Özellikle 2020 yılını, tüm dünya vaktini evinde, kapalı mekanlarda geçirmek zorunda kaldı. Pandemi kurallarının biraz esnetilmesiyle ise tüm ülkelerde insanlar sokaklara döküldü; parklar, bahçeler, nehir kenarları hava almaya, stres atmaya gelen insanlarla doldu. Uzun süre yolculuk yapamadık. Düzenli olarak çıktığımız yurtdışı, yurtiçi seyahatleri aksadı. Fakat bir süredir bir ülkeden bir ülkeye gitmek eskisi gibi bir düzene girdi ve yolculuklar başladı. Avrupa turlarına çıkma vakti geldi. Bilhassa yaz tatilinden çok sonbahar tatilini tercih eden ve Doğu Avrupa ülkelerini seven Hemington Blog okurlarımızın göz atması gereken bir liste hazırladık. İşte sonbaharda Avrupa turu önerileri…
Macaristan – Budapeşte
Macaristan dünyanın en popüler turistik ülkelerinden biri. Özellikle Budapeşte dünyanın en görülmesi gereken kentlerinden biri olarak anılıyor. UNESCO Dünya Mirası’nın koruma altına aldığı birçok bölgenin olduğu Macaristan, özellikle mimari açıdan oldukça büyüleyici.

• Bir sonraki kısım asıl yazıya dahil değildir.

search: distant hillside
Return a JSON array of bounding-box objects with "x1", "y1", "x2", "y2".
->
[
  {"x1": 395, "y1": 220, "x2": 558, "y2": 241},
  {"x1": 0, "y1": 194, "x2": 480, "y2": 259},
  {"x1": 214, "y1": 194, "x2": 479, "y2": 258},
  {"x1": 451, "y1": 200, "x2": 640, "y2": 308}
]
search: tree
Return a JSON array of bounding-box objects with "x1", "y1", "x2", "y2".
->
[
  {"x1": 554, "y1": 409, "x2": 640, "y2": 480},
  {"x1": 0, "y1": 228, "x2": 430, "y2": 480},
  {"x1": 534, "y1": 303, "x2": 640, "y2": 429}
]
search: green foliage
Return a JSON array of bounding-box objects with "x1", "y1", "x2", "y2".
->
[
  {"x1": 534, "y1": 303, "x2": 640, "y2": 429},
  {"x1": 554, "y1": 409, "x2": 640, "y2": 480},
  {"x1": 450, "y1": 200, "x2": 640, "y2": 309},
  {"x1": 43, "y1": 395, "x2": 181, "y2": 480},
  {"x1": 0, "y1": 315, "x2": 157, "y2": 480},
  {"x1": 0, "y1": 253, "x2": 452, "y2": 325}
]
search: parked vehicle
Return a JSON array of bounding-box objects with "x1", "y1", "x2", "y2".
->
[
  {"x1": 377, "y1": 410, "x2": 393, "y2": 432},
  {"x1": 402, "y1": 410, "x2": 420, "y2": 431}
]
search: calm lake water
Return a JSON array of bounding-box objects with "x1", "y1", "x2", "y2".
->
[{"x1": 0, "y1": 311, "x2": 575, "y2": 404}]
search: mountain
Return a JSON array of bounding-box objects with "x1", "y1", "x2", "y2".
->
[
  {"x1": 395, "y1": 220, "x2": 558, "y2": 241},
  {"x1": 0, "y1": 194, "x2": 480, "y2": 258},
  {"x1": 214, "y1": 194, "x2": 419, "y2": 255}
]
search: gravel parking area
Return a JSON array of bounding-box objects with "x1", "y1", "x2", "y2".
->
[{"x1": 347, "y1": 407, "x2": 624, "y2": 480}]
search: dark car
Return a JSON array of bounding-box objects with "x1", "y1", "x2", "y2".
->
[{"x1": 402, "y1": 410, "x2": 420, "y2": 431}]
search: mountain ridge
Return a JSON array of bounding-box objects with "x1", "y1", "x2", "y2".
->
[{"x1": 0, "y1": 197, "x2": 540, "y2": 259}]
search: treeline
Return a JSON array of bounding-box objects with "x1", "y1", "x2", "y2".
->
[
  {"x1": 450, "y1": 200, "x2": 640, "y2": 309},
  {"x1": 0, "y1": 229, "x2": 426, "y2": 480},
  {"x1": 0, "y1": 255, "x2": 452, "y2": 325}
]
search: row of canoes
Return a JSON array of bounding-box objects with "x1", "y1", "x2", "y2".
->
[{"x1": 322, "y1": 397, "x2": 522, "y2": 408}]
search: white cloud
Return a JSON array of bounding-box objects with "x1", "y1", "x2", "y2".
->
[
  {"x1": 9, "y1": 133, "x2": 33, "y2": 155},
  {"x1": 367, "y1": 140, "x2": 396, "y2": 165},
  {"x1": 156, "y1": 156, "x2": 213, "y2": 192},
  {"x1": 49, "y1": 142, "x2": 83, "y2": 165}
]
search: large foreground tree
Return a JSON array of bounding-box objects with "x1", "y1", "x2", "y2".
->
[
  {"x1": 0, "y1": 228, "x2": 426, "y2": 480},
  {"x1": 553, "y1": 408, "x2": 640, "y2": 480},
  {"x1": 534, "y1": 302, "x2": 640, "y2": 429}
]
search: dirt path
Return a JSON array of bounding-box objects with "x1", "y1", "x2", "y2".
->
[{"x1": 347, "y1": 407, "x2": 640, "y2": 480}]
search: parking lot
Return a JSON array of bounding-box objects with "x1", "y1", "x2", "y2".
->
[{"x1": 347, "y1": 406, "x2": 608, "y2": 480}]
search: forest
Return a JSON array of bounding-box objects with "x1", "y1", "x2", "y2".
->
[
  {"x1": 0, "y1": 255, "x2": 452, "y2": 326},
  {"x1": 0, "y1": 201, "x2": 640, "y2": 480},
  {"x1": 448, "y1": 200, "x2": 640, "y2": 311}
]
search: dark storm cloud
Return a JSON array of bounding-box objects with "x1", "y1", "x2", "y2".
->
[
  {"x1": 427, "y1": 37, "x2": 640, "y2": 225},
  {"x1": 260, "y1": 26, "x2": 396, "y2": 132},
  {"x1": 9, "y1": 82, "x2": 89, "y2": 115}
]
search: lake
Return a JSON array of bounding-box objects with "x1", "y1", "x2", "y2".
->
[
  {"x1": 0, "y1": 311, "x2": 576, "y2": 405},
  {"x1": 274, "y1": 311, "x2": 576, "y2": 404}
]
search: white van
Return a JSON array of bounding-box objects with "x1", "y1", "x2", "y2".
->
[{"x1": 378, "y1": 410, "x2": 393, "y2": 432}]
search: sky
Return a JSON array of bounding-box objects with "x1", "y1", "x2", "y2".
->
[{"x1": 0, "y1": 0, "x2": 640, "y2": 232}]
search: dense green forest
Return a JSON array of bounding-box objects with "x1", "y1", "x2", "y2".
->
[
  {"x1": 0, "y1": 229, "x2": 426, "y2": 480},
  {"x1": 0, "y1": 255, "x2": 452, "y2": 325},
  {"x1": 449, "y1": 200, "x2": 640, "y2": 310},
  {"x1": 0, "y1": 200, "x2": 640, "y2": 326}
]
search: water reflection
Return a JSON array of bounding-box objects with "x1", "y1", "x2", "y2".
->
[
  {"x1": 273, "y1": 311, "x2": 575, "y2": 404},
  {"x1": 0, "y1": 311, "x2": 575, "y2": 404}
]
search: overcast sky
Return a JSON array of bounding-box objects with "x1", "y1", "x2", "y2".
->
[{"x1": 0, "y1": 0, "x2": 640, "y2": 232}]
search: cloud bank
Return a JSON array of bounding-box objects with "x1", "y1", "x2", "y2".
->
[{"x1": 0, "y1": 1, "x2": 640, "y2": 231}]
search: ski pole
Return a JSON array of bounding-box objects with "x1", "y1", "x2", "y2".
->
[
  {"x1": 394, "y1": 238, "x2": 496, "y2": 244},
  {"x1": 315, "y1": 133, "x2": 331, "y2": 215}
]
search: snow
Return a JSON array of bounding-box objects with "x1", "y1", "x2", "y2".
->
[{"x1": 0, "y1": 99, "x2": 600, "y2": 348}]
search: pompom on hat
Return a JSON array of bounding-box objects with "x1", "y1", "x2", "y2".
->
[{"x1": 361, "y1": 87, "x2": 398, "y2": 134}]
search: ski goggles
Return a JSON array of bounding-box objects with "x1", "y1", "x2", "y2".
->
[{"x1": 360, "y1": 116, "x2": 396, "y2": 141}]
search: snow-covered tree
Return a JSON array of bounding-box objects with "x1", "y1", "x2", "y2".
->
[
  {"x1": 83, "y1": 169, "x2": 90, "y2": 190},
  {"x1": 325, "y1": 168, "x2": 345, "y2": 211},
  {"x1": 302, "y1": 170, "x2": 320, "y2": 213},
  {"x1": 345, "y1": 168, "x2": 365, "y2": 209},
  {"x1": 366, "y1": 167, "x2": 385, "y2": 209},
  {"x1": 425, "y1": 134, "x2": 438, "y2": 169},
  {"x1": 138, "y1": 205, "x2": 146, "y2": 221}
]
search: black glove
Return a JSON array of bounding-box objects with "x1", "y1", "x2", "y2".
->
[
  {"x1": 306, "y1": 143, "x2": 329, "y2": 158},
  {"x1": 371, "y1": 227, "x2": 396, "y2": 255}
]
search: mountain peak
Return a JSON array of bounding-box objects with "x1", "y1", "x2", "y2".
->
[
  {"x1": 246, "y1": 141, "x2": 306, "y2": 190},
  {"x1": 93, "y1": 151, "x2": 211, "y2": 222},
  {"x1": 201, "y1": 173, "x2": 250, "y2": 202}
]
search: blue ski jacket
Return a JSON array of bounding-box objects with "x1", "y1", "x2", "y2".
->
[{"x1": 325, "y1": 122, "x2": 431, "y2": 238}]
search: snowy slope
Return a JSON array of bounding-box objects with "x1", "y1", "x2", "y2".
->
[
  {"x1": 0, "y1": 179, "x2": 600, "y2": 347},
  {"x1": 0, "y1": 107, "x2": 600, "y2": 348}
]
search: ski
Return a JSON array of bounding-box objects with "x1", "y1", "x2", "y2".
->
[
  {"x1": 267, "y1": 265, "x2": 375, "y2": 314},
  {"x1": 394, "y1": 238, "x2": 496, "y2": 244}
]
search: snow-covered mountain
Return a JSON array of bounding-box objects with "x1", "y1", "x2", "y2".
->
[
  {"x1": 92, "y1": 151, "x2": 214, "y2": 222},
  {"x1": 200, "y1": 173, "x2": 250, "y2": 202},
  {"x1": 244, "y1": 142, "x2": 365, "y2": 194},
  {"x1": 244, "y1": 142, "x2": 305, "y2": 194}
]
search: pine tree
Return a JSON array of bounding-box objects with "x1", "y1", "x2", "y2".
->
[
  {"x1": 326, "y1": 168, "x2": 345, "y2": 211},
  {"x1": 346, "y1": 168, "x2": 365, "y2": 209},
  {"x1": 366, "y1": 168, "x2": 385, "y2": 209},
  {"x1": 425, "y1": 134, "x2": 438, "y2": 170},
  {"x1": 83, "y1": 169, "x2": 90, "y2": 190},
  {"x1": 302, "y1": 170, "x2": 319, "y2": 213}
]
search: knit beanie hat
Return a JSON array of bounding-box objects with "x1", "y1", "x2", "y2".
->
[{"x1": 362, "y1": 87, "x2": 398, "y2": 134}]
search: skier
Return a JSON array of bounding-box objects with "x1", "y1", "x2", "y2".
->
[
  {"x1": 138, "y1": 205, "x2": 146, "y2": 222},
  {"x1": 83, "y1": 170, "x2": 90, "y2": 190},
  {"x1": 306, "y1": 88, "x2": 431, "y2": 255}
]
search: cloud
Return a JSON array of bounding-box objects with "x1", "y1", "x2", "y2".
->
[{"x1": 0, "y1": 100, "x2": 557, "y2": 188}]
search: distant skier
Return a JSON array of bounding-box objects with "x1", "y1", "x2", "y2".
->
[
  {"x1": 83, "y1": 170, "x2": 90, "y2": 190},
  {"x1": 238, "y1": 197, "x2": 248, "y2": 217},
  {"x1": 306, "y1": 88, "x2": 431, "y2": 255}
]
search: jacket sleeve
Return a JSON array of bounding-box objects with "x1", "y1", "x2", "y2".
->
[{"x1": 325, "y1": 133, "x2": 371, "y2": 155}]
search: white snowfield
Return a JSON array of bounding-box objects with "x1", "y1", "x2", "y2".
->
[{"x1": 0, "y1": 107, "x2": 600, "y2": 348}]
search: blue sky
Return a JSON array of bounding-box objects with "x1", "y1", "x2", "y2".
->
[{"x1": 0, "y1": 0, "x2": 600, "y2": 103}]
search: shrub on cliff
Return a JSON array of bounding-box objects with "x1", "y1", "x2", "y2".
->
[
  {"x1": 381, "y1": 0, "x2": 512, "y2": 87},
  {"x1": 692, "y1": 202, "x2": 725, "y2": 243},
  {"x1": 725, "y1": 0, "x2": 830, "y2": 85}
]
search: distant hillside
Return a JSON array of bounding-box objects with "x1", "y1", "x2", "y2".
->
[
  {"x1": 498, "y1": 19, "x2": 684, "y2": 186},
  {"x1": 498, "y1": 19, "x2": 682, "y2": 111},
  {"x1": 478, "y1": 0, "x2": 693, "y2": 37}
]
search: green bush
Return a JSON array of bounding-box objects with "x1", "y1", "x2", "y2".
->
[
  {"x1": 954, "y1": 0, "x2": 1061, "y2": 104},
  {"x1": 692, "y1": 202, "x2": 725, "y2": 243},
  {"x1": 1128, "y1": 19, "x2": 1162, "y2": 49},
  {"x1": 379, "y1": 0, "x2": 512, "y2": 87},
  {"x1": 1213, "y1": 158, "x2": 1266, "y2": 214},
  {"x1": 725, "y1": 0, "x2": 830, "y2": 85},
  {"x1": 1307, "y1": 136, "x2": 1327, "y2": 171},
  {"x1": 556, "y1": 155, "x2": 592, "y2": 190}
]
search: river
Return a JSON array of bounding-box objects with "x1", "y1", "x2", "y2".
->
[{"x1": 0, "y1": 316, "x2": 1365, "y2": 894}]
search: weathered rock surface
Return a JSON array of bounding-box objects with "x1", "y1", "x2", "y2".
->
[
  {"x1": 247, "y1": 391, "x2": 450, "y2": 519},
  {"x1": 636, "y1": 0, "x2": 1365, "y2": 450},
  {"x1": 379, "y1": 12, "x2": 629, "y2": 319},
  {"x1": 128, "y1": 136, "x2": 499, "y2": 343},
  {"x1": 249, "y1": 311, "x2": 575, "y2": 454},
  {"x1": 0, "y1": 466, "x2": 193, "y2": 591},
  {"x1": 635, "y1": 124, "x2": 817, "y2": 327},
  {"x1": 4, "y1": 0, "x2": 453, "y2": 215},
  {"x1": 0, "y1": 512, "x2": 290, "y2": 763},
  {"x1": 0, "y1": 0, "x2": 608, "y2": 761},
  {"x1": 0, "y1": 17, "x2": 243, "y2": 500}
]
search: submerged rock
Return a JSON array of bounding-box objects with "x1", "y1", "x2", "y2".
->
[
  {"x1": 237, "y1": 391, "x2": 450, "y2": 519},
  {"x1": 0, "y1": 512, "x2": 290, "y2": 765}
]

Tuna’ya yakından bakmak veya neoklasik döneme ait binaların izini sürmek için mutlaka ziyaret etmeniz gereken ülkeler arasında. Ayrıca Margit Adası, Budapeşte’nin önemli kaçış noktalarından biri. Burası özellikle bisiklet sürmek ve yürüyüş yapmak için çok ideal. Margit Adası’na bir köprü yardımıyla gidiliyor.
Avusturya – Viyana
Viyana, Avusturya’nın yüzölçümü olarak en küçük fakat nüfus bakımından en büyük şehri denilebilir. Turistleri Avusturya’ya çeken en önemli alanlar ise kültür ve kayak. Şatoların ve kralların şehirleri olarak tanımlanan Viyana özellikle sonbahar aylarında şehri kaplayan atmosferle vazgeçilmeziniz olmaya aday. Klasik müziğin, galerilerin, müzelerin şehri Viyana’da çok sayıda konforlu konaklama olanağı var. Luxury Train Club isimli bir şirket dünyadaki farklı ülkeler arasında tren yolculukları düzenliyor ve bunlardan bir tanesi de Viyana’dan başlayan “Majestic Imperator” isimli tren. Kraliyet ailelerinin saraylarına özenilmiş güzellikte hazırlanmış bir tren, kendinizi imparator gibi hissedeceğiniz muhteşem bir dizayn. Denemek isterseniz diye hatırlatalım.
Slovakya – Bratislava
Viyana’ya gitmişken Bratislava’ya geçmemek olmaz. Lakin Viyana ile Bratislava, dünya üzerinde birbirine en yakın iki başkent. Pek tabii ki tek başına bir Bratislava tatili de planlayabilirsiniz. Kültürlerin ve coğrafyanın kalbinde Slovakya, gece hayatıyla da öne çıkıyor. Şehre varır varmaz dikkatinizi en çok çekecek yapılardan biri Bratislava Kalesi. Tuna Nehri’nden geçen teknelere karşı tüm görkemiyle duran kale, tarihi belgelerde şehirle ilgili konu edilen en eski yapı olma özelliği taşıyor.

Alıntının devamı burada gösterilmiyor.